Get shelves and things. These guys do custom design work, and I believe they're just down the road from you.
Weight is your biggest enemy, even more than size. Anything you can do to reduce weight pays off in gas usage. That means taking equipment out of boxes if you can store it safely, and paying close attention to your stock usage so you can predict what you need to carry and readjust periodically instead of carrying everything around on the off-chance like a trunkslammer. Don't drive around with a thousand little spools of scrap wire. Get rid of clutter- take an hour a week to tidy up and half a day a month doing a top-to-bottom deep clean.
Make sure you have a maintenance schedule so you don't go too long between oil changes and tune ups.
Carry cleaning equipment- the lightest motel-quality vacuum cleaner you can find, a broom, a dustpan, garbage bags, cleaning spray, and paper towels. Cleaning up after yourself, whether you do commercial work or residential, is the mark of a professional.
Charged spare batteries for any battery powered tools or equipment you have, including walkie talkies and flashlights.
Do you have service agreements in place?

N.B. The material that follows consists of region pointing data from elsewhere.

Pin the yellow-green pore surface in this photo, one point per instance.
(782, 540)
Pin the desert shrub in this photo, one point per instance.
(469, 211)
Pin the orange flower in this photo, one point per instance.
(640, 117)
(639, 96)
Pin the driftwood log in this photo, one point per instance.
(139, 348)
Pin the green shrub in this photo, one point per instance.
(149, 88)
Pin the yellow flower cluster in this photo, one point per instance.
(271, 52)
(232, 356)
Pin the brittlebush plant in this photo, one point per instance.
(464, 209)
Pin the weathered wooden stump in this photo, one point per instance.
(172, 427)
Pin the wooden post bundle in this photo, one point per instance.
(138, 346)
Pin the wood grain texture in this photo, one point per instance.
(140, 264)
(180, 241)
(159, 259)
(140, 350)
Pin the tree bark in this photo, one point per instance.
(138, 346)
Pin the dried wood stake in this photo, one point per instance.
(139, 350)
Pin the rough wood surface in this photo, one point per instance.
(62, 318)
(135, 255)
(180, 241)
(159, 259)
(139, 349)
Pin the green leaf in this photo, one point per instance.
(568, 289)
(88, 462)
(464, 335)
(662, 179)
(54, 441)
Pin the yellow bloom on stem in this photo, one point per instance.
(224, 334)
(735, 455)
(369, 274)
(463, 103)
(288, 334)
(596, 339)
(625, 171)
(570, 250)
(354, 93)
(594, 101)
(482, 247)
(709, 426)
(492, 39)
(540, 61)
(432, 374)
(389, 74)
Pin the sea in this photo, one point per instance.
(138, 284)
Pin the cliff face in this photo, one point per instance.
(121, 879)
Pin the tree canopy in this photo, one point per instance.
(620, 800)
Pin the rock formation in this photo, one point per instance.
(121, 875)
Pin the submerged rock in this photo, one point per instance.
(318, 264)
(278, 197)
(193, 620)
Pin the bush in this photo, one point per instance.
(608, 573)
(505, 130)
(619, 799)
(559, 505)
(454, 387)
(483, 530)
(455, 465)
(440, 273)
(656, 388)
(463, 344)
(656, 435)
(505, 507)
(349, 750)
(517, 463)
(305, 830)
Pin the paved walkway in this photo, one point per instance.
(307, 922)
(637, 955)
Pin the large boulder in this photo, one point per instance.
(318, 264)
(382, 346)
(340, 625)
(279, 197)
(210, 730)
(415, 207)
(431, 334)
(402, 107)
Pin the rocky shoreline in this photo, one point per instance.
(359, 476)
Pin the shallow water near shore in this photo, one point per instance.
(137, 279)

If you do, see what equipment you've installed in the past, and try to figure out what you can carry that will be compatible and comparable with what you have in place. No more than two spare cameras, one indoor and one outdoor. Weight is the enemy!
Obviously, you can never have enough test equipment. Remember, spare batteries for everything.
Screws in every size and configuration. Nothing sucks as much as when you have to run down to Home Depot to get one screw or anchor to finish a job. Carry a third of a box at a time to save weight, and refill at the end of the day whenever you use anything.
Using CAT6 only and saving gas is cheaper than driving around with a box of CAT5e and a box of CAT6.
Only carry 1000' spools if you know you're heading out on a job. Otherwise, carry 500' spools.
Carry the lightest power inverter you can find.
Inventory control is important. Carry a clipboard with your normal loadout on it, write down what you took so you know what has to be replaced. This article about how to do "just-in-time" inventory for ambulances has some great tips.